Political minefield for the LNP
For the past three years, most Liberal National party MPs in Queensland, regardless of their views, have been deeply nervous about the prospect of a debate on euthanasia.
The issue wedges them between constituents who want VAD (the Vote Compass found more than 70% support in every state electorate) and their preselectors, the grassroots party members, who mostly do not.
The party’s new leadership – the parliamentary leader, David Crisafulli, and the president, Lawrence Springborg – appear to have taken steps to avoid the shambles that occurred last time the LNP allowed a conscience vote, when MPs who supported the decriminalisation of abortion were publicly threatened with disendorsement.
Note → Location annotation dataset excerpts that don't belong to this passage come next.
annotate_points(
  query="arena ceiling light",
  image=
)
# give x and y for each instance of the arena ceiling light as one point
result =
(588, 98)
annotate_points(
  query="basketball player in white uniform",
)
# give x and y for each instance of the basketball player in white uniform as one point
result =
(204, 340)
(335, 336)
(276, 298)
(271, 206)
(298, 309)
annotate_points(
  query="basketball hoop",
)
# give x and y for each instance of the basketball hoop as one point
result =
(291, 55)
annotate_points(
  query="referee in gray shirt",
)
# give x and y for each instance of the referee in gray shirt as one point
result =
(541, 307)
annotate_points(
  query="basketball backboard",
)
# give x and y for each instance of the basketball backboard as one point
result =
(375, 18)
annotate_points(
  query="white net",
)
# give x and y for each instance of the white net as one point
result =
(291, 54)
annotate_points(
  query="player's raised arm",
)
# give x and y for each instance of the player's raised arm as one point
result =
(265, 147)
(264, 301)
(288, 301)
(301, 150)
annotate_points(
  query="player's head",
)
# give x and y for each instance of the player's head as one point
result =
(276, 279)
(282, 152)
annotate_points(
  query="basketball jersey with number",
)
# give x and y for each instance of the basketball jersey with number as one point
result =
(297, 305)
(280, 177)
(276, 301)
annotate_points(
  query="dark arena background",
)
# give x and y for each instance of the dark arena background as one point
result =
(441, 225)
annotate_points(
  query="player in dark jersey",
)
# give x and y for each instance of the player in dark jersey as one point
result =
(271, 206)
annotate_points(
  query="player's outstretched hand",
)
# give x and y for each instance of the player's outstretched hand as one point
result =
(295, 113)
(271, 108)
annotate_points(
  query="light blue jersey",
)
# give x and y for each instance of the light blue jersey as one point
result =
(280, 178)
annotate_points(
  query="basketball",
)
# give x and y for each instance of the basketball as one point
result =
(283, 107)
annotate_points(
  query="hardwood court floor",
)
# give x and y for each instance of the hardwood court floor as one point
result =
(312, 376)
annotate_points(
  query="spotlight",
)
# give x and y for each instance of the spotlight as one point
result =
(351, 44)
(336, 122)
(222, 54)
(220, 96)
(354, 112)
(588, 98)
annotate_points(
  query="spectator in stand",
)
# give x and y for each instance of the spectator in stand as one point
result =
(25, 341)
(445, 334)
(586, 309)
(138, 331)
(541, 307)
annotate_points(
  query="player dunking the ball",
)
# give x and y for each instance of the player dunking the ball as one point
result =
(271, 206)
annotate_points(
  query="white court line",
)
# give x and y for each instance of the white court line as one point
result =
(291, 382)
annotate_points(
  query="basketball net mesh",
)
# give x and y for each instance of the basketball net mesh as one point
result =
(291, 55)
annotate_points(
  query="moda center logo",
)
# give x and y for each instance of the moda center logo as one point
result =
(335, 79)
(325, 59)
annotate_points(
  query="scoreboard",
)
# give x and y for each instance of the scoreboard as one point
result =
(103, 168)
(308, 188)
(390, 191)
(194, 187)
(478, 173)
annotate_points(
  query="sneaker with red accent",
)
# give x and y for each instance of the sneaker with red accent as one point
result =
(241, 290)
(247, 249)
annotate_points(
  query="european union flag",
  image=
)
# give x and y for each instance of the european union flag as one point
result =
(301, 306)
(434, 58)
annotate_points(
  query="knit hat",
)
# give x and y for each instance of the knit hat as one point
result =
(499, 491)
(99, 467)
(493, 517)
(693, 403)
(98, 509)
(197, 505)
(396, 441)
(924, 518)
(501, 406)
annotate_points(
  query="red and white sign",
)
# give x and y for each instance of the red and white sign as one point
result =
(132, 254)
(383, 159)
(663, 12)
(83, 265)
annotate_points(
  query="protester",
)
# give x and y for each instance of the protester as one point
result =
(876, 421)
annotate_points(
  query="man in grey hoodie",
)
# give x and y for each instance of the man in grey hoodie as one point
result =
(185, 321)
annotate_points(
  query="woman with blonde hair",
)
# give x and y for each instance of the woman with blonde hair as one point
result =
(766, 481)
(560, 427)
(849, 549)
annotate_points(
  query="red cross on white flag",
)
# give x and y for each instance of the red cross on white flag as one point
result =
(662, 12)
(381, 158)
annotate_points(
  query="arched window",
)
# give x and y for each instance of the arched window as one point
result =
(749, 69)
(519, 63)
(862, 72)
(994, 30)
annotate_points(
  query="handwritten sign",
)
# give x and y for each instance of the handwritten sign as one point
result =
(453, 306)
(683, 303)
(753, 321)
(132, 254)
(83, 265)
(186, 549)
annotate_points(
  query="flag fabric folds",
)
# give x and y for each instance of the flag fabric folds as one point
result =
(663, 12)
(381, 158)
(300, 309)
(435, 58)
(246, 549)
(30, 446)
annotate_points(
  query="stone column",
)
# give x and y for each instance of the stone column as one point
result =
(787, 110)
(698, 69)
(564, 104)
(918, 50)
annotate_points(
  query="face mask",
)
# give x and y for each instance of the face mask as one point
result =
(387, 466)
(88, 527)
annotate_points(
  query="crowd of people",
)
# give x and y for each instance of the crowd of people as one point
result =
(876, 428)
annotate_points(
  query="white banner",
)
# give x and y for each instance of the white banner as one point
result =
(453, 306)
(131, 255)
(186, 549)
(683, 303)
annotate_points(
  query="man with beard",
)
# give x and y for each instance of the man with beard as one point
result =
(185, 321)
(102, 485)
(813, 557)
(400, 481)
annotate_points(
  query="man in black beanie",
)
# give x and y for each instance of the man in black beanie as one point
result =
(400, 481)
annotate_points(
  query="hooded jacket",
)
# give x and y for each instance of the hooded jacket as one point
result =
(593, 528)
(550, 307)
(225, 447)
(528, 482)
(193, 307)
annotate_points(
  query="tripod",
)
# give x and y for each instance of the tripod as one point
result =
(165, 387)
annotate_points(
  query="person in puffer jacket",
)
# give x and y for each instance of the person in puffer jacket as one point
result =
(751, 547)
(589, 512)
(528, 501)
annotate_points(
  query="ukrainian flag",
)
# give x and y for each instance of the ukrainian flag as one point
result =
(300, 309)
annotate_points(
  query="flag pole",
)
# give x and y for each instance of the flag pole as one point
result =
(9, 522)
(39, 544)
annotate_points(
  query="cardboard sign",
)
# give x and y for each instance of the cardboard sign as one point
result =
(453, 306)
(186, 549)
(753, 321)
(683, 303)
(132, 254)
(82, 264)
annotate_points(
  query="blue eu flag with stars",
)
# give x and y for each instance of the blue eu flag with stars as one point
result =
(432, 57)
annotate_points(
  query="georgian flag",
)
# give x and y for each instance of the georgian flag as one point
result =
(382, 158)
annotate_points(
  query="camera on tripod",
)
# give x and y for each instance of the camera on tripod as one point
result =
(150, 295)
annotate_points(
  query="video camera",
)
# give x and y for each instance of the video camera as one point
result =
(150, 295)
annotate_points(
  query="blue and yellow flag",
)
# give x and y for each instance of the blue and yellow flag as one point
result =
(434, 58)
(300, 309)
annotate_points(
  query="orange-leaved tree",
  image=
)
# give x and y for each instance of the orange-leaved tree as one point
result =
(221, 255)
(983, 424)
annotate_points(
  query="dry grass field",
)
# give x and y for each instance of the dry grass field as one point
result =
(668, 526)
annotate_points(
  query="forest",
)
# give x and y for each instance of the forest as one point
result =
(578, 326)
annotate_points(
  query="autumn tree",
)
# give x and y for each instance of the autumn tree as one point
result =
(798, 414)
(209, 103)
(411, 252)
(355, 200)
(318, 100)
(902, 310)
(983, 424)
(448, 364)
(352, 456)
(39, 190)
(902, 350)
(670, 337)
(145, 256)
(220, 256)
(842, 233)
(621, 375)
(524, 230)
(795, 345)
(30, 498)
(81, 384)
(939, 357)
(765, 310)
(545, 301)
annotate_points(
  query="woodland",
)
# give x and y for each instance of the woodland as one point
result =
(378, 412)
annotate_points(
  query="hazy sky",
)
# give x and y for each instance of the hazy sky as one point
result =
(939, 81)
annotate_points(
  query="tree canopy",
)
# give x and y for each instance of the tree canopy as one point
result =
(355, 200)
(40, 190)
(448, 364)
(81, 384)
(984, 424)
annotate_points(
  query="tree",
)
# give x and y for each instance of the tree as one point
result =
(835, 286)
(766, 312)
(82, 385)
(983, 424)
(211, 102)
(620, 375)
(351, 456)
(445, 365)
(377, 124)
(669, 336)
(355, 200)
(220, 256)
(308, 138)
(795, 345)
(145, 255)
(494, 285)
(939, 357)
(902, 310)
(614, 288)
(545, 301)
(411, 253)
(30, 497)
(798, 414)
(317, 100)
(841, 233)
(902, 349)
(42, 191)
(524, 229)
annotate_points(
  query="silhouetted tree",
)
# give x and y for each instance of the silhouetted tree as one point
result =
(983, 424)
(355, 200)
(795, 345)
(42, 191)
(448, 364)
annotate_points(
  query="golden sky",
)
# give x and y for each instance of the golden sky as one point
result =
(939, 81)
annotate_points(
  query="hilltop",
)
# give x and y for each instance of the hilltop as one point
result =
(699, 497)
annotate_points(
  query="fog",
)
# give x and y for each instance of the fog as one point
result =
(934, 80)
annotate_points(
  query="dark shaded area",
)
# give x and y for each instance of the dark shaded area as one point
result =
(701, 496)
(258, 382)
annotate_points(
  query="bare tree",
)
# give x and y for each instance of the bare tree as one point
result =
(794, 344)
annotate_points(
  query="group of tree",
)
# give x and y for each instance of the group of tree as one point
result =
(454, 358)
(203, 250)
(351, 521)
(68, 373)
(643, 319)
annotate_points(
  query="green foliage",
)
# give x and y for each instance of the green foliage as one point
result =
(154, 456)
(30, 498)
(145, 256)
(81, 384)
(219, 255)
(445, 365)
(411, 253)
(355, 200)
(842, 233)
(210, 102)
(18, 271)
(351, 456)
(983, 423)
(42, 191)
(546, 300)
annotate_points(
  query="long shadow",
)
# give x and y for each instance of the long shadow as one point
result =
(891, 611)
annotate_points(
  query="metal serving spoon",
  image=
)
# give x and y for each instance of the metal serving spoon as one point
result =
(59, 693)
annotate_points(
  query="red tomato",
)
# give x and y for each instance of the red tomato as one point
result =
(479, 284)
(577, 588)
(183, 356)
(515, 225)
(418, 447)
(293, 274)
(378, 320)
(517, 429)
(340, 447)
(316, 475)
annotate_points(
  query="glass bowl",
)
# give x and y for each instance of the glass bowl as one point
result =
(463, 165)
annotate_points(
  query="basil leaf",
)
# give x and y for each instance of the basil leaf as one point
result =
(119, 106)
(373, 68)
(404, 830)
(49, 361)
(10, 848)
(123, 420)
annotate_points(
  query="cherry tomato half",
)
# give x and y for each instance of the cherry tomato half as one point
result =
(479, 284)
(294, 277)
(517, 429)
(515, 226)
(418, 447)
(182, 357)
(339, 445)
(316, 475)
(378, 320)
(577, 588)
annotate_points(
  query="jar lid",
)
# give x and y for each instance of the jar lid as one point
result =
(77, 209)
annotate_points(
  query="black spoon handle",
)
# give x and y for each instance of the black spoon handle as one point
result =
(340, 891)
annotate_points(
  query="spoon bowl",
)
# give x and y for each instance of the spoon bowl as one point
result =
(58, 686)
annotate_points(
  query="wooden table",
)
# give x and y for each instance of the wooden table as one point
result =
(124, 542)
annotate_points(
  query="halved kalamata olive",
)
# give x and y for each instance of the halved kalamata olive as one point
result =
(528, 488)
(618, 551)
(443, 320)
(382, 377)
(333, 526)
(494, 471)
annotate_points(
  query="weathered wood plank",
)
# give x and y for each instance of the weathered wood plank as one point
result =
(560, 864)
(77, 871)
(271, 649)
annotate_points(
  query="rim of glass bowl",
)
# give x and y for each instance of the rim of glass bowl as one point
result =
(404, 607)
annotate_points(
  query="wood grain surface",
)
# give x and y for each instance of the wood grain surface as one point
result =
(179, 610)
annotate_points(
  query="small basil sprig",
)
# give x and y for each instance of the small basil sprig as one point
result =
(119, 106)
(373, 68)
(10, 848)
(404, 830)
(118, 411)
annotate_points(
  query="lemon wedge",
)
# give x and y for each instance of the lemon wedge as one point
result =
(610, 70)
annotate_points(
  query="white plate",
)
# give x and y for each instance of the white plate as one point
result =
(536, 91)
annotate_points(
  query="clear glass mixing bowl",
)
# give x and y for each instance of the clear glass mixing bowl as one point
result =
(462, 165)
While many Labor MPs have declared their hand in favour, supporters of VAD on the conservative side of politics are unlikely to go public until they speak in the parliamentary chamber, such is the expected deluge from prolife party members and lobby groups.
David Muir, the chair of the Clem Jones Trust, has led the VAD campaign’s engagement efforts with MPs.
“It saddens me to think [that LNP MPs] can’t go public now because of their positions. Many of them have done local surveys, and they’ve told me they’re getting up to 90% in favour,” Muir says.
“The numbers indicate that it will probably pass parliament, but we want the vote to mirror the wishes of Queensland.
“If the MPs give a true reflection of the wishes of Queenslanders, we’re talking about 80%. We’re aiming to get at least 60 votes and our goal is to have the bill intact.”
Muir said the issue could be damaging for the LNP if – as happened with the abortion decriminalisation debate – only a few vote in favour, and the debate splits largely along party lines.
The premier, Annastacia Palaszczuk, made a surprise commitment during the state election campaign to bring forward the vote. In the wash-up, Labor made gains in areas with older populations, and campaigners believe VAD played a part in converting that support.
In Bundaberg, where Labor won by nine votes, Muir says he spoke to lifelong LNP supporters – more than enough to make up the difference – who switched allegiances over VAD.
“We’re imploring [MPs] to not put their own opinions ahead of their constituents,” Muir says.
“This is an opportunity for every MP to define their character and who they are on behalf of their electorate. This is a rare chance for every MP to define themselves in a legacy way on something which 80% of Queenslanders support.”
McCuaig says the manner of her mother’s death made the grieving process immeasurably worse.
“My mother lived for four months [after her diagnosis], and thankfully she died when she did,” McCuaig says.
“We knew things weren’t going to be easy, but we had no idea the extent of the heartache and suffering that was to come.
“The night she died, I didn’t even cry. I was so relieved it was over for her.”